After several setbacks, the cause of the problem was found to be:

Because the nvidia-fabricmanager package has been updated for some reason, such as being updated during automatic system update or apt-get update, apt-get upgrade, etc. And this package must be consistent with the driver version before it can be used normally, because A100-80G is the nvswitch version, and this package can be installed to support nviswitch before it can be used normally.

My default nvidia-fabricmanager version is 510.47.03 and the driver version 510.47.03. As a result, the package version has been updated, resulting in a mismatch, so it cannot be used normally.

 

Solution:

Reinstall the corresponding compatible version of this package nvidia-fabricmanager (for example, I need to install version 510.47.03 here), and then disable automatic updates. In addition, to ensure that this service runs normally nvidia-fabricmanager, you can set it to start automatically at boot.

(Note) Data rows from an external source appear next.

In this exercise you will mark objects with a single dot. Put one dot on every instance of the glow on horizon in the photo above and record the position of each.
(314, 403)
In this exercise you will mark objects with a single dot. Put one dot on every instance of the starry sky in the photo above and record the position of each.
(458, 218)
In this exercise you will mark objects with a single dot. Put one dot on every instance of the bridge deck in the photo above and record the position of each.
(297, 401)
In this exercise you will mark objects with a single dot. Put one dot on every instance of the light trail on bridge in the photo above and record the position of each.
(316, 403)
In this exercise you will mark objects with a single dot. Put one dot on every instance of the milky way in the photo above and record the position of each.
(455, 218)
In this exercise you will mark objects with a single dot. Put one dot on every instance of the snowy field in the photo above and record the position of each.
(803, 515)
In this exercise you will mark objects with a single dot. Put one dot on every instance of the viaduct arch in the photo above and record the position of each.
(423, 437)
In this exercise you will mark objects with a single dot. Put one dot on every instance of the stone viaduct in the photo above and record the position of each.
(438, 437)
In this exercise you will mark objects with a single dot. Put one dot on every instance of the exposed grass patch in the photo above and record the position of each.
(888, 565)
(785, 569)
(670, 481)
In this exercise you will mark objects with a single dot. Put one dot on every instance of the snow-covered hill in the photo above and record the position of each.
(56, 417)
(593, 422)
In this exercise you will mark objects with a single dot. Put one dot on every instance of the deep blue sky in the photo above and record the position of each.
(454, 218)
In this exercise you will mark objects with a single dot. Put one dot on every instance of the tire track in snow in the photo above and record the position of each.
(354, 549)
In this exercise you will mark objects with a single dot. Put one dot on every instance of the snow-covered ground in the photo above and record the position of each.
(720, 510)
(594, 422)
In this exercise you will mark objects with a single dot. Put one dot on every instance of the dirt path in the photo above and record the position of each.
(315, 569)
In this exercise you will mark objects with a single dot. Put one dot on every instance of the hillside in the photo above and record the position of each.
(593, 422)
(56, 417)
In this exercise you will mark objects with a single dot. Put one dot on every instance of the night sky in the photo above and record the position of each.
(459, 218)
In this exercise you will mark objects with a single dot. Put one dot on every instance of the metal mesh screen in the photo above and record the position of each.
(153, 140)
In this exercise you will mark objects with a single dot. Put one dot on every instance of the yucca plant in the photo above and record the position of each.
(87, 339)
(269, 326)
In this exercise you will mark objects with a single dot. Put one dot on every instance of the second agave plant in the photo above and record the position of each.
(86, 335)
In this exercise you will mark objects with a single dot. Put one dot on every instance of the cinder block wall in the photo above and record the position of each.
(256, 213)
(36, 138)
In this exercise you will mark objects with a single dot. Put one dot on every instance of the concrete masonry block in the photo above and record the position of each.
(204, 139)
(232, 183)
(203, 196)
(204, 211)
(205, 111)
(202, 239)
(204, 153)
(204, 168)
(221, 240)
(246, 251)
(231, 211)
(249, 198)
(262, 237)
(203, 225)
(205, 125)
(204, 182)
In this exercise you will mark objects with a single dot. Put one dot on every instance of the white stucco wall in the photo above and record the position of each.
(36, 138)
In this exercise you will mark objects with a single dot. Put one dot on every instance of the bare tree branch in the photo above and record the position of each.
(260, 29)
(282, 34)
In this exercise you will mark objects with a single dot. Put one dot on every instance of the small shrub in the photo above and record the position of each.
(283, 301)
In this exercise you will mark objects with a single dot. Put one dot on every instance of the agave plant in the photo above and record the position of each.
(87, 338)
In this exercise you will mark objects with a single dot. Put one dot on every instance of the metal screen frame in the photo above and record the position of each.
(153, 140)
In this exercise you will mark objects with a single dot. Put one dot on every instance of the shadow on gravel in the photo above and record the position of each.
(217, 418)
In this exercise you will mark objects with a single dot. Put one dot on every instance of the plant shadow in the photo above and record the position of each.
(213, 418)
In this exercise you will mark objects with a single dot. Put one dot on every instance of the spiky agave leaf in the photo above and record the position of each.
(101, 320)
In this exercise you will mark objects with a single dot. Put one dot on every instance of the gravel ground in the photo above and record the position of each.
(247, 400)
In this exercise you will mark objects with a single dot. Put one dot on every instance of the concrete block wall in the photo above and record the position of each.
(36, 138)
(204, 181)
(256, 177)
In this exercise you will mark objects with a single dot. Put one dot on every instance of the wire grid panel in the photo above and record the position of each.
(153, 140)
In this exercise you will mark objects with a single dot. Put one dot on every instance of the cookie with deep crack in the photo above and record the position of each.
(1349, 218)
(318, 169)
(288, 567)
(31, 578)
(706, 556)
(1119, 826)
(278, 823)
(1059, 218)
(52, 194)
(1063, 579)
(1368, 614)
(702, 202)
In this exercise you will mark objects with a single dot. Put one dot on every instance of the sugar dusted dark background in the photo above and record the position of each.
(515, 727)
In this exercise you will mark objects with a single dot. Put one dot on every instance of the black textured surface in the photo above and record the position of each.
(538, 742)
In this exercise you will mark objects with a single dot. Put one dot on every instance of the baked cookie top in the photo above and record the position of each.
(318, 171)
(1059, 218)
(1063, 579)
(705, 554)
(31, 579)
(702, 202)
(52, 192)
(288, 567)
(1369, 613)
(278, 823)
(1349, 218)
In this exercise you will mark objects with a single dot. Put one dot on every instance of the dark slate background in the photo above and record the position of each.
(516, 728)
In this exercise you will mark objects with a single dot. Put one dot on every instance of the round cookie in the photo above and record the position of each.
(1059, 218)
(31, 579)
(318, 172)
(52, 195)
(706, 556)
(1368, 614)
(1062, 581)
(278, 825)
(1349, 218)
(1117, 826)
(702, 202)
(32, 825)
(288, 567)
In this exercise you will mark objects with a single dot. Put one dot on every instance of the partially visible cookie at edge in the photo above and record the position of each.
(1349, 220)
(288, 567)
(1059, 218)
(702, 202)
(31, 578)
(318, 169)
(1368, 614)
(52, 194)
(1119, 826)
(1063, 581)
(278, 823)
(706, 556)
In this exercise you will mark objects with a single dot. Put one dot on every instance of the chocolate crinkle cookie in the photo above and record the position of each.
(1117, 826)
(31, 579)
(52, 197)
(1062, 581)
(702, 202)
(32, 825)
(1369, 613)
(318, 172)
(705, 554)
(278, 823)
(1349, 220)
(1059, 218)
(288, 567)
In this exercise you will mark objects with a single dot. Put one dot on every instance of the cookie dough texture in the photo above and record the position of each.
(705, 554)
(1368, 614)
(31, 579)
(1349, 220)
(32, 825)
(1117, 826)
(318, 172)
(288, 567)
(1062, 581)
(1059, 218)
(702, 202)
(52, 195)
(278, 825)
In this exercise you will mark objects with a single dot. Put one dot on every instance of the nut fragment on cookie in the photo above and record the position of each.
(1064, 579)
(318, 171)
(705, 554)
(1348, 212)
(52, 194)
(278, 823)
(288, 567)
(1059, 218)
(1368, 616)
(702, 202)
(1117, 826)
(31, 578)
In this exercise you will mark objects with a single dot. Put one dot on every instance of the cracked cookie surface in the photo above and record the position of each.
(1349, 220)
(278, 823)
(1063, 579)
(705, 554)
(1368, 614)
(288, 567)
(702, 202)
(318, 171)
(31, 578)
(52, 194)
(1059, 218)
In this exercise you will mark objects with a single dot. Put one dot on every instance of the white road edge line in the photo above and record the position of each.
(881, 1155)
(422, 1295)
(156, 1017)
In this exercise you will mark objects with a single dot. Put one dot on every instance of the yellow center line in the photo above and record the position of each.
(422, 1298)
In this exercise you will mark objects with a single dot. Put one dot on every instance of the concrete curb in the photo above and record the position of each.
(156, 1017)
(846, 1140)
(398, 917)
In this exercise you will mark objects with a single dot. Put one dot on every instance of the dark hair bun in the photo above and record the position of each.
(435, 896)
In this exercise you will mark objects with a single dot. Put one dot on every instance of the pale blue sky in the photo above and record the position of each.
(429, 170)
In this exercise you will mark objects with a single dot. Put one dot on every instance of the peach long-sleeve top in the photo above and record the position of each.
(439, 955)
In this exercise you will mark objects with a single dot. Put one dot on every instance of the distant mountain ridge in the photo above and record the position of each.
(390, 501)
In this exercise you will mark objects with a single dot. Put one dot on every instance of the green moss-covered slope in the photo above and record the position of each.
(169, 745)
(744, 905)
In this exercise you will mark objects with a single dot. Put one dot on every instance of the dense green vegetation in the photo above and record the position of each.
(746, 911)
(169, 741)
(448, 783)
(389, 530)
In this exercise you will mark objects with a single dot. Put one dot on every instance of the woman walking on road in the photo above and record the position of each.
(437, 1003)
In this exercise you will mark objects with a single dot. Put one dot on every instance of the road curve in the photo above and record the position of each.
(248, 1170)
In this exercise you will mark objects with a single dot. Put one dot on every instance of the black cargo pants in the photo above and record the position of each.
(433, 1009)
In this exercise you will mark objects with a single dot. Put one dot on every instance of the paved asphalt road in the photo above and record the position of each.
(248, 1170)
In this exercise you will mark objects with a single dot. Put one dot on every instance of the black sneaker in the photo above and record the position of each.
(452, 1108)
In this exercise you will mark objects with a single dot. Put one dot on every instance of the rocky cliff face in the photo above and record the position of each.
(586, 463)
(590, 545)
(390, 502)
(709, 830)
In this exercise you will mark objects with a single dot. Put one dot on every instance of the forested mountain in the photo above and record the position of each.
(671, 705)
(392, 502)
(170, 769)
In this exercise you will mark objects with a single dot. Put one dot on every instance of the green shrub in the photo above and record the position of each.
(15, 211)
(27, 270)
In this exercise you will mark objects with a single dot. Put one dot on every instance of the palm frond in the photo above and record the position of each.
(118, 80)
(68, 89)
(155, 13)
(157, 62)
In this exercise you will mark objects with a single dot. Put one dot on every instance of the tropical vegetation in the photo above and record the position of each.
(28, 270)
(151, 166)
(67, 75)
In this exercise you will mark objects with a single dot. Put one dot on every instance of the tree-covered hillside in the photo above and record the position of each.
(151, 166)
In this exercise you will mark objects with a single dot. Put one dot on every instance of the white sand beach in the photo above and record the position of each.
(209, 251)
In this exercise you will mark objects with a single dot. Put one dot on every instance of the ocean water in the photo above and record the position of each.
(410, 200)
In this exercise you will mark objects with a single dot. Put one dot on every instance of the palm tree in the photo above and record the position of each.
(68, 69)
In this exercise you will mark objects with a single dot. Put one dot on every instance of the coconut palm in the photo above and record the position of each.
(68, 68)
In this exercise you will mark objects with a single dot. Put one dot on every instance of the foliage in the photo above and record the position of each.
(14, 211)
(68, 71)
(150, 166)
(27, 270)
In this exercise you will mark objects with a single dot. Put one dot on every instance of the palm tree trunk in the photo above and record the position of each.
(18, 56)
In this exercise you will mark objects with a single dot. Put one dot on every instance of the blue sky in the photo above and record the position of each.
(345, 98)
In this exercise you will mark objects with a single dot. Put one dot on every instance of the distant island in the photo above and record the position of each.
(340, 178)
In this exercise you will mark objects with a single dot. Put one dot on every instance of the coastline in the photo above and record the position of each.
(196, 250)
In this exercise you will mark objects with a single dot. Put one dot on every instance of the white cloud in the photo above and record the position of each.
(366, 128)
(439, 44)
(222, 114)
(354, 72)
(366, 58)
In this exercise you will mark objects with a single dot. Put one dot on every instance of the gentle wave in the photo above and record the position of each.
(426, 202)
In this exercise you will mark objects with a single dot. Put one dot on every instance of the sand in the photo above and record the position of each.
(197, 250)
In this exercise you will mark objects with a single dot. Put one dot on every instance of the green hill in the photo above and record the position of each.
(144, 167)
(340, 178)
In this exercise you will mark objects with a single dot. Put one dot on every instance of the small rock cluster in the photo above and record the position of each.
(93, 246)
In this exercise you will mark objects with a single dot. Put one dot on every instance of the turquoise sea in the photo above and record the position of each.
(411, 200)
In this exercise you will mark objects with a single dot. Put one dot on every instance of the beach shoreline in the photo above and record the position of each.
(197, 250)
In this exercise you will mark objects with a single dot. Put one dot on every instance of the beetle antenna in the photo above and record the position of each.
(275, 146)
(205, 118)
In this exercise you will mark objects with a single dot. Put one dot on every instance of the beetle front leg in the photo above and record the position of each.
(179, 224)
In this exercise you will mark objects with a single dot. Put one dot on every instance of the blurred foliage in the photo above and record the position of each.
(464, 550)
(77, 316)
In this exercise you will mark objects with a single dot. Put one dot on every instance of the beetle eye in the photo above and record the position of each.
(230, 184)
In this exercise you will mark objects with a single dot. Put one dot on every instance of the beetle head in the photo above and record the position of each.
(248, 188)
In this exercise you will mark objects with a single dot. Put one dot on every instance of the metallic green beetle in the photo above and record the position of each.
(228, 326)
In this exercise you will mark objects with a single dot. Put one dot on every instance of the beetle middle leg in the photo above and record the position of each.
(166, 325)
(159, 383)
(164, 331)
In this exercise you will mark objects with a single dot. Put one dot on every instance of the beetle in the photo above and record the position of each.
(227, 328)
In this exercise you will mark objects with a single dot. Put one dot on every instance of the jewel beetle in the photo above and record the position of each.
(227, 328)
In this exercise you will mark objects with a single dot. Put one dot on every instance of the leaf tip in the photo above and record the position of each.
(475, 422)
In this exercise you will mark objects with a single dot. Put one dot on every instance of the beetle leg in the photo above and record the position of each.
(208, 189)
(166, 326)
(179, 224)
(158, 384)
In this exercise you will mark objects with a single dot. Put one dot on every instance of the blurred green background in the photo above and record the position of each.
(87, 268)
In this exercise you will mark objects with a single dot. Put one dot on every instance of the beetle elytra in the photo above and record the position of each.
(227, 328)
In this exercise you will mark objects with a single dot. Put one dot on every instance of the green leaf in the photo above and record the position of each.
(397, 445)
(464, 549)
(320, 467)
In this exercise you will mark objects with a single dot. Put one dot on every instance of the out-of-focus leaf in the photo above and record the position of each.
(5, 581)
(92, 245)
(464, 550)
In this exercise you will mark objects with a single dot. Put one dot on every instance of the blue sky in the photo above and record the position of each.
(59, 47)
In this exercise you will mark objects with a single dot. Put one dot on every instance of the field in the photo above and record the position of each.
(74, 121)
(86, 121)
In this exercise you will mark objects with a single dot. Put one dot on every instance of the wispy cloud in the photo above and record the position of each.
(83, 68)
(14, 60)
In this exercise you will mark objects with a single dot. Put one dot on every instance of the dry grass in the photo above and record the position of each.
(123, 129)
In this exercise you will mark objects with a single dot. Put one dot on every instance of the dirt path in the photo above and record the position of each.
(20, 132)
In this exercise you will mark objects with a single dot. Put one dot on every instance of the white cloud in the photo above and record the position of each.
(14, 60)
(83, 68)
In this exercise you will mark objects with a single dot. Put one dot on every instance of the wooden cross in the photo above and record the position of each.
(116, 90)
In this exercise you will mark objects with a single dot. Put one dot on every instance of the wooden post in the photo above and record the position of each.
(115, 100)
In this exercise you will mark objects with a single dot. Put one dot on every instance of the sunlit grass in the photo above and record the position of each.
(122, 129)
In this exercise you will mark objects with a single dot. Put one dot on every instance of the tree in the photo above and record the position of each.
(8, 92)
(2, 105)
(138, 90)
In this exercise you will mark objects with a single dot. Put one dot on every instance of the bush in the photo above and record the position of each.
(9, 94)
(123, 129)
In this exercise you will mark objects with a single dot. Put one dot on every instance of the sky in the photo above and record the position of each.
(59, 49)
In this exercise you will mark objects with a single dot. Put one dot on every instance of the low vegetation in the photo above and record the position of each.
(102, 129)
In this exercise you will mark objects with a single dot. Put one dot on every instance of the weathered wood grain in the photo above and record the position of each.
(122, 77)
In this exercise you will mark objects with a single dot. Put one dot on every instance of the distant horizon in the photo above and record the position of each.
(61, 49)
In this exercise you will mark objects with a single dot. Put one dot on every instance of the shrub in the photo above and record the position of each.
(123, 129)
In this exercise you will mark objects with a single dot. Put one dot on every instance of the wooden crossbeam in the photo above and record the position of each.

The installation and setup operations are as follows:

wget https://developer.download.nvidia.cn/compute/cuda/repos/ubuntu1804/x86_64/nvidia-fabricmanager-510_510.47.03-1_amd64.deb
apt-get remove nvidia-fabricmanager-510
apt-get install ./nvidia-fabricmanager-510_510.47.03-1_amd64.deb
systemctl enable nvidia-fabricmanager
systemctl restart nvidia-fabricmanager
systemctl status nvidia-fabricmanager

 

The result is as follows:  

 

Lessons learned : When using the A100-80G server, it is not necessary to use apt-get updates or turn on Ubuntu system updates.